Du l'élégance, c'est tout ce que je demande... non en fait je demande aussi, de la bonne bouffe quitte à faire le souper moi même, de la musique ( pourquoi pas un quatuor à cordes ).

Mais STOP de quoi je me mêle la ... Je ne veux même pas me marier!!!! Je crois que je suis simplement en manque de party qui en valent la peine. De plus, j'ai une pointe d'angoisse car je suis invité à un autre mariage cette fin de semaine. Vite! Commencez à me préparer un Martini ou un verre de blanc VITE je ne suis pas regardante.



vendredi 15 août 2008

Fake plastic trees

Aujourd'hui j'écoutais une chanson de Radiohead, ( oui encore Radiohead, mais voyez vous je suis allé au spectacle et c'était excellent. Résultat j'ai ressorti tous les Cd que j'écoute en boucle depuis plus d'une semaine ) Donc j'en étais à «Fake plastic trees» quand 2 anecdotes ont refaits surface. En fait c'est ce passage qui a tout déclenché «He used to do surgery, For girls in the eighties, But gravity always wins.»


Il y a quelques mois je faisais le plein de produit Clinique chez La Baie. J'étais assez préocuppé par un rash momentané de boutons qui me faisaient ressembler à une adolescente. Je devais en plus me battre avec la représentante pour avoir le droit ultime de n'acheter que ce dont j'avais réellement besoin et non le kit complet – que je détiens déjà- c'est de savon dont j'avais besoin. Ma provision d'astringent, de crème, de cache cerne et autres n'étaient pas encore venue a terme qu'elle me poussait déjà a me procurer une super méga crème FPS 250 et de la poudre luminescente 12000 kilowatt / hr. Peut-être que c'est en raison de ma réticence, de mes hochements de tête et de la petite liste de course que je brandissait , mais la petite madame m'a regardé d'un air de requin et m'a balancé en pleine tronche : «Et vos rides madame, il va falloir commencer à y penser et a en prendre soin! »
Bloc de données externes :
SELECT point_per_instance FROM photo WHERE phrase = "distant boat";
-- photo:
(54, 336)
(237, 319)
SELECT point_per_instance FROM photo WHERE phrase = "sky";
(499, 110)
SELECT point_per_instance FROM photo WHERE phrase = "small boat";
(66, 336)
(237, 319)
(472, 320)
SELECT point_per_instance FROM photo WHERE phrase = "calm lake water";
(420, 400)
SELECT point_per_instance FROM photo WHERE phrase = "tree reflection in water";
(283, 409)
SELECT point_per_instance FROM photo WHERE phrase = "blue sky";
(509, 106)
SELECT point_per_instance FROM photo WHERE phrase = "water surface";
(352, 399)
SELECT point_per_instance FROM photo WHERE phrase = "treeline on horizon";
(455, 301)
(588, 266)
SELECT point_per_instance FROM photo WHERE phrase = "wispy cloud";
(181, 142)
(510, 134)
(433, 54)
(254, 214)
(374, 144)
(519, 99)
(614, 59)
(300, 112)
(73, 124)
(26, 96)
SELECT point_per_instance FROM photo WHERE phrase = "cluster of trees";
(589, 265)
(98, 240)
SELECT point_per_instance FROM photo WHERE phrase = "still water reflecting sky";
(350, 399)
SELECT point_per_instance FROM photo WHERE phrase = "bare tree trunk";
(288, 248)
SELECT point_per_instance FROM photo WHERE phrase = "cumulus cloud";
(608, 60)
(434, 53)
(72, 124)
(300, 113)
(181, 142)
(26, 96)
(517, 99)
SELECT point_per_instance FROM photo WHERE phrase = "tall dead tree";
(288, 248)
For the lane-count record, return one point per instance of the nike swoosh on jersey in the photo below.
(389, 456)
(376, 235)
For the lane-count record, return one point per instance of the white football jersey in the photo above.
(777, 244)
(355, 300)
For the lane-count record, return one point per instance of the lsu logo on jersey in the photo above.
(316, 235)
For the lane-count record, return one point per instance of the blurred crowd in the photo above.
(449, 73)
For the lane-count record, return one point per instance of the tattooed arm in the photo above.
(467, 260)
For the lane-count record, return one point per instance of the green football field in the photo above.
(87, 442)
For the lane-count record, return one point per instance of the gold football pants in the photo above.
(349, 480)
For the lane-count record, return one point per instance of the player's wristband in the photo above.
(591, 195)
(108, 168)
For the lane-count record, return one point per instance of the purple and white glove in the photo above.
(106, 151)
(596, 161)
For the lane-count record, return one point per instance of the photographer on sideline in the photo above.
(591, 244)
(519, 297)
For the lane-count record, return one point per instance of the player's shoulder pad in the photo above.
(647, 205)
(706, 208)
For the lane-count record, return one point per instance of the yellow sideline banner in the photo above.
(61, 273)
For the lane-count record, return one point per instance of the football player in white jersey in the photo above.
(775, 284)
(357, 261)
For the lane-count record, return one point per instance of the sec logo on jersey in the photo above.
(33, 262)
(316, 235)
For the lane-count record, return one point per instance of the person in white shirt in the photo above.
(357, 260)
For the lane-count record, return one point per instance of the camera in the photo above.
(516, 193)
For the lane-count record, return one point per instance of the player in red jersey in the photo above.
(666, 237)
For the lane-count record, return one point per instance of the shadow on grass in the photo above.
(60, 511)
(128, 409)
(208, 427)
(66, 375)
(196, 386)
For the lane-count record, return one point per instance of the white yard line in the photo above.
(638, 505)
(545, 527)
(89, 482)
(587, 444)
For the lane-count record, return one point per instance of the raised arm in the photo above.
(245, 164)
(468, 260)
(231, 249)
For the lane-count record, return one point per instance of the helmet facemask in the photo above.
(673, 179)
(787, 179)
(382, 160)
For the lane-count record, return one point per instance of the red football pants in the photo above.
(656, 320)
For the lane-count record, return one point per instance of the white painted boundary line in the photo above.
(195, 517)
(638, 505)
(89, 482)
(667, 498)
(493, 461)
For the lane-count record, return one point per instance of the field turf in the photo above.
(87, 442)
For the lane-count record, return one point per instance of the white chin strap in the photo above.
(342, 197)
C'est à se point si de l'histoire que j'aimerais a nouveau souligner que je n'ai pas encore un quart de siècle et que je bourgeonne.
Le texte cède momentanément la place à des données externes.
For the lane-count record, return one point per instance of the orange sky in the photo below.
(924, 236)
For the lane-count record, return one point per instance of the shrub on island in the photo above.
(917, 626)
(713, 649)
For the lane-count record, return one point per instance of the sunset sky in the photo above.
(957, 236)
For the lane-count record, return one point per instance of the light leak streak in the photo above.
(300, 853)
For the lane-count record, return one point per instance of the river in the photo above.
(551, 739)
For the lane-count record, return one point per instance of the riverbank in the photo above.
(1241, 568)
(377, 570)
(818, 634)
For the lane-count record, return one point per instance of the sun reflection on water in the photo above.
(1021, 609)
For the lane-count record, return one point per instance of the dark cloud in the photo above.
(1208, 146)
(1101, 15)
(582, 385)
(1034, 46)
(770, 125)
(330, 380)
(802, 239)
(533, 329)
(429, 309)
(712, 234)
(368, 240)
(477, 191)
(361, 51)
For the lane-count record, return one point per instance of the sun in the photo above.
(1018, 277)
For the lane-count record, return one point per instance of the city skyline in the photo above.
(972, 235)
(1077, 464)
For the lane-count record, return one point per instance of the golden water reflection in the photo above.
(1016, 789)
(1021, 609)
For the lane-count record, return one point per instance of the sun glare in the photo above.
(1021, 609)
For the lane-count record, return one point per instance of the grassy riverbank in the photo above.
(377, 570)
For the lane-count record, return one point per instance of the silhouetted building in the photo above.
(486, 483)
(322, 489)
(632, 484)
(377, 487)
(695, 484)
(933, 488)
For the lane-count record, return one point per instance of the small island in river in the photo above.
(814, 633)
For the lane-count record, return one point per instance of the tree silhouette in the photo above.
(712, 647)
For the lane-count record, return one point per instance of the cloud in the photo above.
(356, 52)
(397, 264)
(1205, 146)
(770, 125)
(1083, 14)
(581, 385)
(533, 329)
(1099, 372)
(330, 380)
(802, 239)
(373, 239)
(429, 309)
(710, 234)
2e anecdote, pour ma fête ma voisine m'a offerte, à la blague, une crème anti-ride qui porte l'appellation 1er ride ...elle s'est racheté avec le restant du cadeau -des produits Lancôme !! Hiiiii- et un superbe sourire.
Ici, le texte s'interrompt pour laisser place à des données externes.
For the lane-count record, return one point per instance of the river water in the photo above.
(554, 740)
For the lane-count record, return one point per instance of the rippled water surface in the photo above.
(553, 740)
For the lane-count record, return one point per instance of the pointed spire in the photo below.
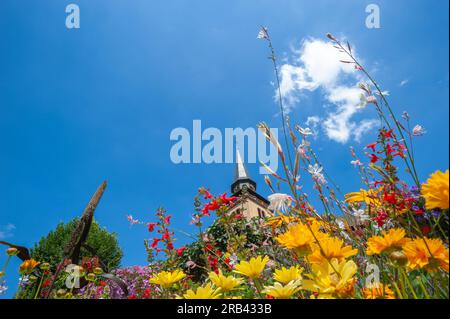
(241, 176)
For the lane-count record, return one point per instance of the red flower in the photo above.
(155, 242)
(390, 198)
(371, 146)
(166, 236)
(167, 219)
(146, 294)
(46, 283)
(373, 158)
(380, 218)
(399, 153)
(426, 230)
(180, 251)
(388, 134)
(225, 200)
(151, 226)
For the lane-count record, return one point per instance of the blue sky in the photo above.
(80, 106)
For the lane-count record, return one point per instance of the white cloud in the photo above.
(6, 231)
(317, 65)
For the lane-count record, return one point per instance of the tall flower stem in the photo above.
(280, 98)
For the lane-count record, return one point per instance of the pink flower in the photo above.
(151, 226)
(371, 99)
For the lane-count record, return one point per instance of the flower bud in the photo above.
(90, 277)
(398, 258)
(60, 292)
(12, 251)
(98, 271)
(45, 266)
(68, 295)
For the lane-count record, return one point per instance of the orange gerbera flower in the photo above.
(435, 191)
(28, 265)
(391, 240)
(430, 256)
(331, 248)
(378, 291)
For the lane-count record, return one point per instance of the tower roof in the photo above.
(241, 176)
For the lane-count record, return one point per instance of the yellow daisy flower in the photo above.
(285, 275)
(252, 268)
(167, 278)
(331, 248)
(206, 292)
(419, 256)
(277, 221)
(369, 197)
(328, 283)
(378, 291)
(299, 237)
(435, 191)
(28, 265)
(391, 240)
(225, 283)
(280, 291)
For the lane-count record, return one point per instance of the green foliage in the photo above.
(248, 235)
(105, 245)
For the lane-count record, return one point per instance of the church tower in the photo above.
(250, 204)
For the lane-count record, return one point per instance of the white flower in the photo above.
(418, 130)
(385, 93)
(302, 152)
(24, 280)
(360, 215)
(371, 99)
(304, 131)
(316, 173)
(343, 233)
(132, 220)
(279, 202)
(3, 287)
(362, 101)
(262, 34)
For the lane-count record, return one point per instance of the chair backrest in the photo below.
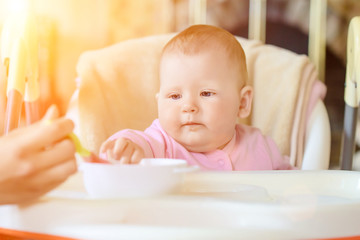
(118, 85)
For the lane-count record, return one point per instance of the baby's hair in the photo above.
(198, 38)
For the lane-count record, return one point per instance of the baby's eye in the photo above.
(206, 94)
(175, 96)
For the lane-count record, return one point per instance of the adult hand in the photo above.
(35, 159)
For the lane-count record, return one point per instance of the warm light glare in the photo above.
(17, 6)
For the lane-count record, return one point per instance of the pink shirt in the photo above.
(247, 150)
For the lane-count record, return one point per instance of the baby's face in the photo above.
(199, 100)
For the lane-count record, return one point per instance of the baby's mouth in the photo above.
(191, 124)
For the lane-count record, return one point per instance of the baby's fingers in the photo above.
(137, 155)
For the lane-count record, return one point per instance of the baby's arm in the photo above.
(123, 150)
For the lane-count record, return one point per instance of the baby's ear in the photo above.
(246, 96)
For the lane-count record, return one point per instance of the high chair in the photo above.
(19, 55)
(117, 87)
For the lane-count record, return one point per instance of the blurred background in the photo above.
(67, 28)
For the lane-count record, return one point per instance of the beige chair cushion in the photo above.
(118, 85)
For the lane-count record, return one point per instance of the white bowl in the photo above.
(152, 176)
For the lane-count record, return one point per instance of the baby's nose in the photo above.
(190, 108)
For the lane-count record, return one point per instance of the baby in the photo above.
(203, 92)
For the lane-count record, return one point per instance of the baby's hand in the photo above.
(123, 150)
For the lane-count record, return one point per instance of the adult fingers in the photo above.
(51, 113)
(61, 152)
(106, 146)
(42, 134)
(30, 187)
(50, 178)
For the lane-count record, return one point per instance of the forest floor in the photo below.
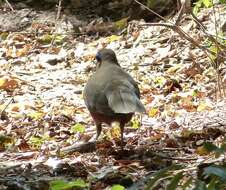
(43, 113)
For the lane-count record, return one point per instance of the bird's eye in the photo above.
(98, 57)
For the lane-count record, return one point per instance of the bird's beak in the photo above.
(98, 64)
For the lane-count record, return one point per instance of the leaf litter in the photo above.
(42, 109)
Encore ici je soulève un point crucial: ON A LE MÊME ÂGE et autant de ride ...c'est à dire AUCUNE!

Je suis prête à parier que lorsque je vais réellement en avoir, une ride , personne n'osera m'en parler. Froussards, vous êtes tous froussards, tous autant que vous êtes .


Je tiens particulièrement à remercier ma famille qui m'a chanté bon 18e anniversaires au resto pour ma fête ! Je vous adores ! Qui de mieux placé qu'eux pour comprendre que dans le font j'ai cessé de vieillir a 18 ans .. maintenant je prends de la valeur.